Their houses are easy to spot, piles of sticks, in and around the swamps of north Mississippi, but before we begin this report, let us be sure we offer this disclaimer, not all beavers are bad beavers.
"The problem that we are having, it's not all the beavers in the county," said Supervisor Harvey Lee. "The board of supervisors are not out to catch all the beavers. We're out to catch the ones that are costing the taxpayers money."
Who knew that these rodents were costing taxpayers money in DeSoto County? But they are.
Their beaver business of stopping up running water has the county constantly unclogging drainage pipes, so DeSoto County now has a beaver trapper, and sort of a beaver task force.
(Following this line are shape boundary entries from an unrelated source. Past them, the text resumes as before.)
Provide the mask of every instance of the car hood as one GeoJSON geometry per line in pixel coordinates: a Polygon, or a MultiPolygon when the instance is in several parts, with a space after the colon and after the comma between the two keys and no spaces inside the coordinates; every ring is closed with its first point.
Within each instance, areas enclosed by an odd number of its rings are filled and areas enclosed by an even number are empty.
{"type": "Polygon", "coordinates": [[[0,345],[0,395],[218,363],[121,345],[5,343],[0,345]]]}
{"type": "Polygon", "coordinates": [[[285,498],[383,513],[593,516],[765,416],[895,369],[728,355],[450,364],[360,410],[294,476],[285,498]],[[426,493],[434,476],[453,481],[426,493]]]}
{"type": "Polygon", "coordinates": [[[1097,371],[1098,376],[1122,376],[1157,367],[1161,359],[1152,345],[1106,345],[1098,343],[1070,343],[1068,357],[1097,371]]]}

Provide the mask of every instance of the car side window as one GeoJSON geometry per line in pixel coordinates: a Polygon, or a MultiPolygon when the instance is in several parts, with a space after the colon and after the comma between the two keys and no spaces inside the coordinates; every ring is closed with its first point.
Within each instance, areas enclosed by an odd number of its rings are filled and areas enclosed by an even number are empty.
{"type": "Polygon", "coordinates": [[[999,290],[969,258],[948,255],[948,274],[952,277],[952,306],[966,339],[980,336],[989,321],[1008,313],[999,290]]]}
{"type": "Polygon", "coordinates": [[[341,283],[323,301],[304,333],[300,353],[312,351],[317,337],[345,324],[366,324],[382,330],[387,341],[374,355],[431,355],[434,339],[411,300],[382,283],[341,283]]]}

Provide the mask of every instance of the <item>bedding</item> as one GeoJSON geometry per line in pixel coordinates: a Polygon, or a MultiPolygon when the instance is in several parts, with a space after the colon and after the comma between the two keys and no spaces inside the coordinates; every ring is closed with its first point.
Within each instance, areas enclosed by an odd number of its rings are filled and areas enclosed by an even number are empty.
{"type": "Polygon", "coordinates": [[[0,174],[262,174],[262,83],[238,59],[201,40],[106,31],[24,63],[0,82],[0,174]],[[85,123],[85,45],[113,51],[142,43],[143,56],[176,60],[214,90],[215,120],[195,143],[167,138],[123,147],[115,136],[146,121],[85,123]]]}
"We don't want him going out to catch all the beavers, just catch the beavers that are causing the problems," Harvey said. "So like I said, it's going to be a joint effort between the man that's doing the catching of the beavers and the county employees."
Pick any large or small body of water in north Mississippi and you are likely to find the creature. On the shoreline, their work where their chomping teeth have chewed through big tree after little tree, leaving only felled lumber and stobs of wood, after they haul the rest of it off to stop draining water somewhere.
"You know anytime you spend a couple of hundred dollars on trapping a beaver, you are saving a couple of thousand dollars in sending out machinery trying to clean up the mess they are making," Harvey said. "Now I love beavers, don't get me wrong, but they are a member of the rat family, the rodent family".
As for how the beavers are disposed of, that is up to the county's trapper. That is his responsibility.